Interesting comments. I agree with several things you say: Dave w74 21:03, 21 March 2006 (UTC)
  • Yes I agree this page could be named better to make it clear we are talking about a Microsoft API. I propose moving this page to "Microsoft Speech Application Programming Interface". The stuff I wrote on this page was absolutely not intended to imply that this is the only Speech API in the world, or that it was the first, or that it was the best.
  • Then in the SAPI disambiguate page one could add references to pages about other Speech APIs {if they exist}. However, to be clear, I think almost always the abbreviation "SAPI" refers to the Microsoft API. Other APIs tend to have slightly different abbreviations such as JSAPI for Java Speech API and SRAPI for Speech Recognition API. But I think it would be reasonable if it helps avoid confusion.
  • I think you're proposing a page about Speech APIs in general. I'm not sure I think this is necessary - I don't think there's "Telephony API" page, or a "Mail API" page so why add one for this? I also think it would be hard to discuss Speech APIs in general - there are so many kinds {recognition, synthesis, desktop, telephony, speaker verification etc.} But if you think it adds value, go for it ... Dave w74 21:03, 21 March 2006 (UTC)
Just switching it to MS SAPI or Microsoft SAPI would be good enough, but SAPI alone is a generic term used by multiple products.. Even the most common speech engine used in automated, voice recognising phone systems (more and more common with customer support these days) calls their product a SAPI and it does both ends of the job. I am pretty certian (but could be wrong) that the ViaVoice engine can do both, though the actual application they publish for speech recognition only does one. There are also SAPI's in other OSes. I will grant that YES, when most people say SAPI, they mean Microsoft SAPI, but when most people say computer they mean a Winbox too, but I don't see putting an entry up on computers that focuses on Windows. Though I use Windows a lot, I am actually partial to LINUX or Solaris, myself. As far as a general SAPI entry for Speech Application Programming Interface, I don't feel quite qualified to give it the history it would deserve. As Far as I am aware, the term SAPI for Speech Application Programming Interface was actually first coined in the mid-80s to describe the program end of a hardware device that could let older 8-bit computers use a VOX chip to talk. Can't find any older history on it, but there may be. - Original commenter - 12:53, 22 March 2006 (UTC)
If you can locate a "Speech Application Programming Interface" that goes by that very specific name in common usage, that isn't the API discussed in this article, please feel free to link it here in the talk section, and we'll sort it out. The proper capitalisation of the name is no accident; it really is the only API out there in the world that goes by that exact name. Renaming this article to "Microsoft SAPI" is a very bad idea, as it reduces the readability of the article's title -- the fact that it's a speech API is far more important than the fact that Microsoft produced it. The only circumstance by which this article should change names is if there is a specific disambiguation need. Right now, there simply isn't. Warrens 14:20, 22 March 2006 (UTC)

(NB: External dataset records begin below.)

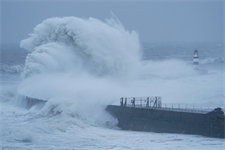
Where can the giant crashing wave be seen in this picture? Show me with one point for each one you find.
(72, 59)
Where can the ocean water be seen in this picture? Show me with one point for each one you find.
(79, 66)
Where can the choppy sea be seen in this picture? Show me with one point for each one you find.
(80, 66)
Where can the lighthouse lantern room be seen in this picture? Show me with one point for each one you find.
(196, 60)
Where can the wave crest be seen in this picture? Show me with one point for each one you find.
(81, 45)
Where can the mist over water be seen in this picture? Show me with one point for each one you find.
(87, 62)
(79, 66)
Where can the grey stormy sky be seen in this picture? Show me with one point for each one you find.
(155, 21)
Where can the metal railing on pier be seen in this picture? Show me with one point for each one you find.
(155, 102)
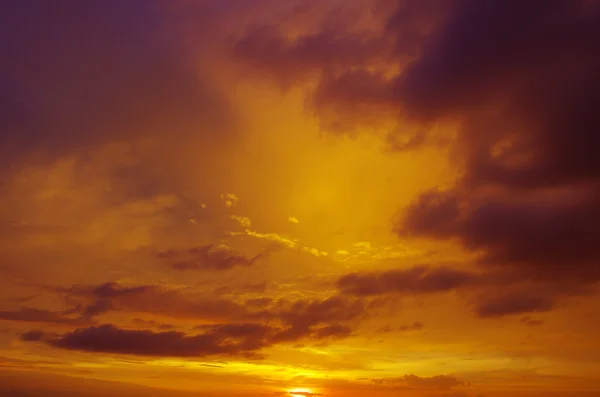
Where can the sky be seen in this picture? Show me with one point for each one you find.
(304, 198)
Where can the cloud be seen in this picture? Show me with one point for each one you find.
(514, 303)
(32, 336)
(529, 195)
(286, 321)
(531, 322)
(41, 316)
(209, 257)
(524, 104)
(122, 74)
(414, 381)
(230, 339)
(415, 280)
(416, 326)
(151, 299)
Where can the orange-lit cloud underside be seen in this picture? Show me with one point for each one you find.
(299, 198)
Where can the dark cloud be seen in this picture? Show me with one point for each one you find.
(41, 316)
(531, 322)
(152, 323)
(32, 336)
(77, 74)
(231, 339)
(284, 322)
(416, 326)
(514, 303)
(152, 299)
(414, 381)
(526, 99)
(209, 257)
(415, 280)
(545, 233)
(303, 393)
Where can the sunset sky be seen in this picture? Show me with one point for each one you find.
(279, 198)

[edit] 101 Things to do with Microsoft Sam

For a list of fun things to do with Microsft Sam, see User:Martinultima/101 Things To Do With Microsoft SamSpongeSebastian 04:58, 17 August 2006 (UTC)

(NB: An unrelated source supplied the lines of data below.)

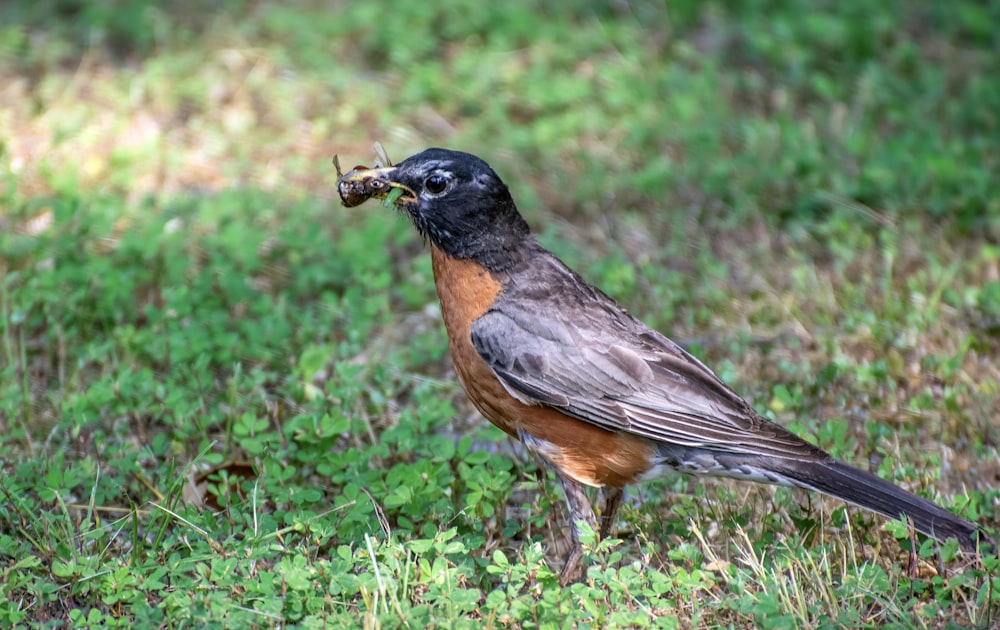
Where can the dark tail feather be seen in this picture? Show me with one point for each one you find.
(863, 489)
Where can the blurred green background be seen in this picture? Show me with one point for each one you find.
(214, 380)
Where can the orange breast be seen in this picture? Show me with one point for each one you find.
(581, 450)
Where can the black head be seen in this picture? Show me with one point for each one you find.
(458, 203)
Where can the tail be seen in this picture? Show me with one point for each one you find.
(837, 479)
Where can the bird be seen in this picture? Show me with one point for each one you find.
(603, 399)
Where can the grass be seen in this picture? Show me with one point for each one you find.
(226, 401)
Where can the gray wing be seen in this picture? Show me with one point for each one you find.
(603, 366)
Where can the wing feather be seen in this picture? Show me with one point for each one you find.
(605, 367)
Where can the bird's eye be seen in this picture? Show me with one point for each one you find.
(436, 184)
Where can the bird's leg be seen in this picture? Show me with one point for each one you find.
(612, 501)
(579, 510)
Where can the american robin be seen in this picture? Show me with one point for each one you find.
(605, 400)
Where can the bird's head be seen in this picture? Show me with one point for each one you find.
(456, 201)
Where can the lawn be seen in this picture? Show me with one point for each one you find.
(226, 400)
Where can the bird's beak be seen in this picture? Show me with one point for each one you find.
(361, 184)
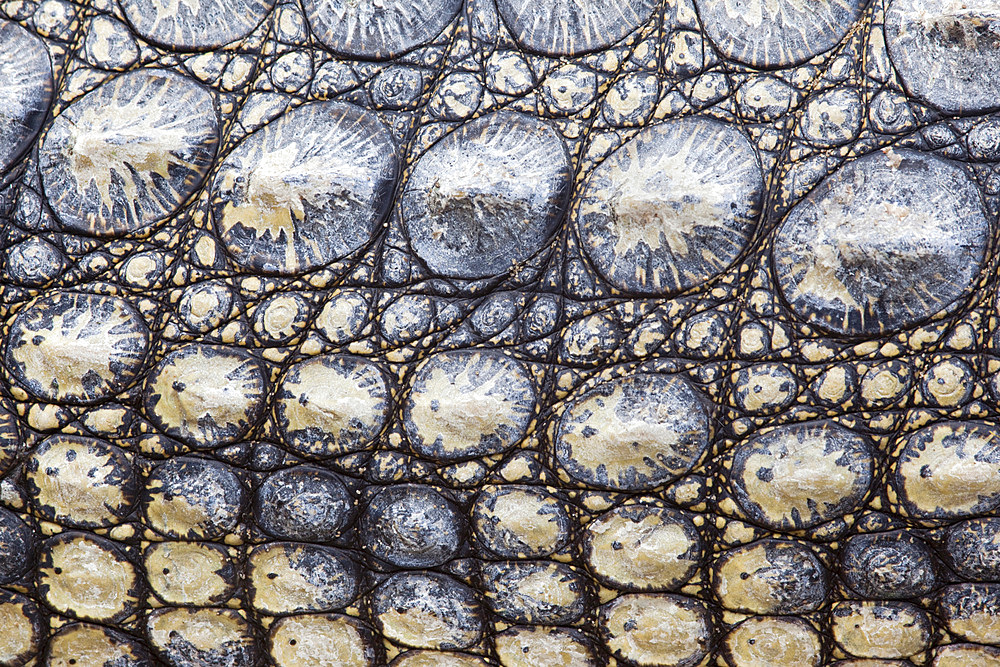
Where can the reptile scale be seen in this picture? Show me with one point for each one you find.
(523, 333)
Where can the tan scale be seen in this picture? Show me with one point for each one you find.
(950, 478)
(534, 646)
(206, 629)
(189, 573)
(21, 637)
(807, 475)
(654, 630)
(82, 576)
(437, 659)
(86, 645)
(650, 552)
(331, 398)
(769, 641)
(279, 584)
(61, 349)
(966, 655)
(883, 384)
(622, 441)
(328, 640)
(834, 385)
(343, 317)
(765, 387)
(948, 383)
(76, 481)
(174, 514)
(527, 517)
(461, 408)
(880, 630)
(227, 388)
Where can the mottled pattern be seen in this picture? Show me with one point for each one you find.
(499, 333)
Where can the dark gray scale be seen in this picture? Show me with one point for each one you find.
(188, 25)
(310, 188)
(591, 339)
(378, 31)
(769, 33)
(206, 395)
(973, 548)
(108, 174)
(289, 578)
(89, 644)
(303, 503)
(536, 592)
(427, 610)
(770, 577)
(568, 27)
(515, 521)
(412, 526)
(76, 348)
(886, 241)
(671, 208)
(487, 196)
(946, 53)
(198, 637)
(17, 546)
(893, 566)
(193, 499)
(802, 475)
(81, 482)
(26, 89)
(971, 611)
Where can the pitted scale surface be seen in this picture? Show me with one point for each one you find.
(499, 333)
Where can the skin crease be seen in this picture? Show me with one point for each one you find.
(455, 334)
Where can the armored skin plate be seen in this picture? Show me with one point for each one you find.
(499, 333)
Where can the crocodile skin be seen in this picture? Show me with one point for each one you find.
(549, 333)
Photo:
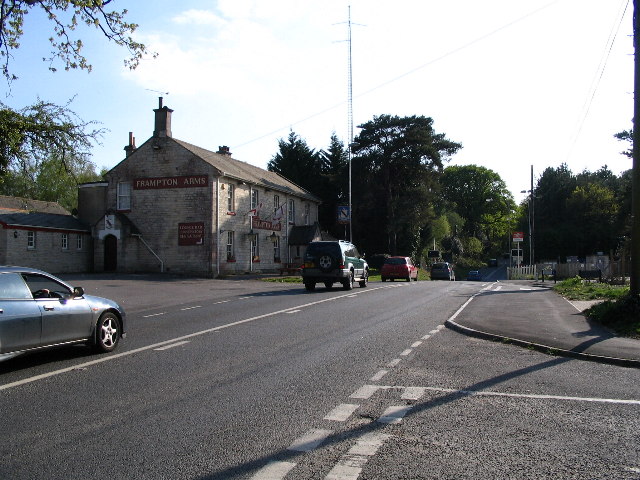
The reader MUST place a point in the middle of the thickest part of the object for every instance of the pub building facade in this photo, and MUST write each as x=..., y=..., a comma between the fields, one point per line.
x=173, y=207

[edit] Why merge with Microsoft Sam???

I don't understand why Microsoft Sam was deleted and now redirects here. I thought the Microsoft Sam page was absolutely fine. Now we have weird sections on this page with people pointing out that certain words sound funny, which really doesn't seem to fit well with the rest of the content.

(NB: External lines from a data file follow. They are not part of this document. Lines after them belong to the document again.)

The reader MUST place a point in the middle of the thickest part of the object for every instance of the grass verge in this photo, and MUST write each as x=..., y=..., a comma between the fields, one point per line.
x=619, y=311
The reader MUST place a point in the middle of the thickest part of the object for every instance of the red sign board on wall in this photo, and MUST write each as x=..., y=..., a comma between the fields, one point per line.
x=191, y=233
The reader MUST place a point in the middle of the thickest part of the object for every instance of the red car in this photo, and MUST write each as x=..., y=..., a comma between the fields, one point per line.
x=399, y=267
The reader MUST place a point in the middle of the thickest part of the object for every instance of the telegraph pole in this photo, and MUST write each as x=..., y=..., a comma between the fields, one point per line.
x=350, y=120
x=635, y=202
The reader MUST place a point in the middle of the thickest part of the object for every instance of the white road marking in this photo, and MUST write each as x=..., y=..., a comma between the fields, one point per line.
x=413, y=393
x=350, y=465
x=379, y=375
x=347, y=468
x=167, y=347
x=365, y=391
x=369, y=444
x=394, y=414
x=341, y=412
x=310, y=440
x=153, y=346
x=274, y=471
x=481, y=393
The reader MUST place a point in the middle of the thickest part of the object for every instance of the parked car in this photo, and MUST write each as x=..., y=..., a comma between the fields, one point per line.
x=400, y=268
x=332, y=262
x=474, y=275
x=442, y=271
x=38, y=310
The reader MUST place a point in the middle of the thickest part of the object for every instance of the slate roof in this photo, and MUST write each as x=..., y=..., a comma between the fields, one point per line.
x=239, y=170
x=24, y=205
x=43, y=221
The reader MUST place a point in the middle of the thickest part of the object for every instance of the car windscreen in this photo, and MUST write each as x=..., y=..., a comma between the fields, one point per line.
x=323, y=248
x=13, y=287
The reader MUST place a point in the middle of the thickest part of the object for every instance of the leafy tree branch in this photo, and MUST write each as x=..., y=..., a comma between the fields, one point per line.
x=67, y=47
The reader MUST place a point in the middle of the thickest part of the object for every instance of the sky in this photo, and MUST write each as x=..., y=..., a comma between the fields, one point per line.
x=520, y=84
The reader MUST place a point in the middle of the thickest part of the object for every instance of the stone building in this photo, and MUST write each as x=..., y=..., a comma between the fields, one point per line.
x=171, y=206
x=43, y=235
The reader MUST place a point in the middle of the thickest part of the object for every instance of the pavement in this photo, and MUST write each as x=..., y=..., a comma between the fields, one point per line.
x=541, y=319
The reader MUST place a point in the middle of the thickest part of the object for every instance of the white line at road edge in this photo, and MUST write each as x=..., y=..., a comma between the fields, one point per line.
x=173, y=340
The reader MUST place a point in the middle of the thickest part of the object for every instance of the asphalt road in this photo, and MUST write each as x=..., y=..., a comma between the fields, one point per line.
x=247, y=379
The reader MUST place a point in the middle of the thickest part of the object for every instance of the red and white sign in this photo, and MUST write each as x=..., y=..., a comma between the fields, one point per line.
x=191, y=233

I agree that getting a perfect arrangement of pages related to Microsoft Speech is a bit tricky, but this move seems counter-productive to me. Dave w74 02:24, 17 October 2006 (UTC)

I also removed the Easter Egg section. This wasn't a deliberate joke by Microsoft, it's just a bug or limitation in the TTS voice, and as such I don't think it's notable. No TTS engine pronounces every word or phrase perfectly - it's just a fact of the technology. User:Martinultima/101 Things To Do With Microsoft Sam is a great place for this kind of fun stuff.